Kansas City Royals minor league pitcher Grant Gavin isn’t heading any top prospects lists or making big headlines. Is he major league material, or just another forgotten player destined for anonymity?
Kansas City Royals General Manager Dayton Moore has a lot on his offseason plate. He has to replace Ned Yost, help determine how much the Royals are willing to pay Alex Gordon for at least one more season if Gordon doesn’t retire, decide whether to pursue any free agents and face probable arbitration with Jorge Soler.
Those aren’t the only important tasks facing Moore, however. The Royals have until Nov. 20 to finalize their 40-man roster for December’s Rule 5 Draft, the annual winter Major League get-together when teams can snatch players left off other teams’ 40-man rosters by paying $50,000 (with some restrictions explained here). Setting the 40-man is difficult and risky.
Grant Gavin, the Royals’ 29th round draft choice in 2016, is Rule 5 eligible, a status which subjects the pitcher to closer offseason scrutiny by Moore and his staff. If the Royals still like him and believe he might reach Kauffman Stadium someday, they risk losing him if they don’t find a 40-man roster spot for him. Gavin is talented and known to strike out hitters with astounding frequency.
On top of that, he’s another potential Royals’ “feel good” story, a hometown-type player striving to play big-league ball at home. He grew up in nearby Platte County, played prep ball there, and put in three seasons as a reliever at Central Missouri, just an hour down the road from Kauffman Stadium.
The Royals’ Arizona rookie ball team was Gavin’s first stop after the ’16 draft. He went 3-1 with a 2.01 ERA in 13 games, but his strikeouts and control drew the most attention–in 49.1 innings, he fanned 47 and walked just five for an eye-popping 9.40 SO/W.
That performance earned him advancement to Class A Lexington and then High-A Wilmington in 2017; in 36 games, he went a combined 3-2 with a 1.79 ERA. He struck out 77 in 65.1 innings and posted a 1.79 RA9. But all was not good: in an unfortunate sign of things to come, he walked five times as many hitters as he did in his rookie season, dropping his SO/W to 3.08.
Gavin’s decline continued in a 2018 season split between Wilmington and AA Northwest Arkansas. His combined ERA rose dramatically to 3.19 and, together with his SO/W of 2.35–a remarkable drop from his rookie season–signaled control and command problems. His RA9 almost doubled.
A post-season assignment to the Arizona Fall League, typically a good sign for prospects, turned out to be a mixed bag for Gavin. His 1.50 ERA over 12 innings in nine games was promising on the surface, but his RA9 rose once again, this time to 5.25, and five walks and seven strikeouts dropped his SO/W to 1.40.
Not surprisingly, Gavin’s 2018 performance didn’t earn him a promotion to AAA Omaha.
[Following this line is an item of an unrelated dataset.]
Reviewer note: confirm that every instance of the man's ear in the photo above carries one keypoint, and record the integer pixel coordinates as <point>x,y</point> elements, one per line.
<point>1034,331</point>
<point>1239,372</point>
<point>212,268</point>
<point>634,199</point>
His troubles continued at Northwest Arkansas–his ERA ballooned to 5.99 in eight April appearances; in May, he walked eight in 9.1 innings and his ERA for the month was 5.80.
But the 2016-2017 form that made Gavin known as a promising prospect returned in June and July. He didn’t allow a run in five June appearances, setting the stage for July when he struck out 17 in 10 innings and posted an eight-game 1.80 ERA. Although Gavin’s performance declined slightly in August, he still finished 2019 with 73 strikeouts in 52.1 innings and improved his SO/W to 2.92; although his 3.61 ERA and 4.82 RA9 were higher than previous marks, they were skewed by his poor April and May performances.
Gavin recaptured the promise of his first two seasons midway through 2019. Now 24, he faces two critical career crossroads — the Rule 5 draft and his fifth professional season. A Nov. 20 spot on the Royals’ 40-man roster, and the Rule 5 protection it would bring, seem unlikely for Gavin; although the Rule 5 Draft can be unpredictable, don’t look for another team to pick him up.
Instead, expect Gavin to start his fifth pro campaign at Northwest Arkansas. On the strength of his mid-2019 resurgence, Gavin shouldn’t be considered a forgotten man adrift in the organization. The Kansas City Royals need capable relievers; improved command and a season consistent with his mid-summer of 2019 could put Gavin back on the road to home. And home is where Kauffman Stadium is.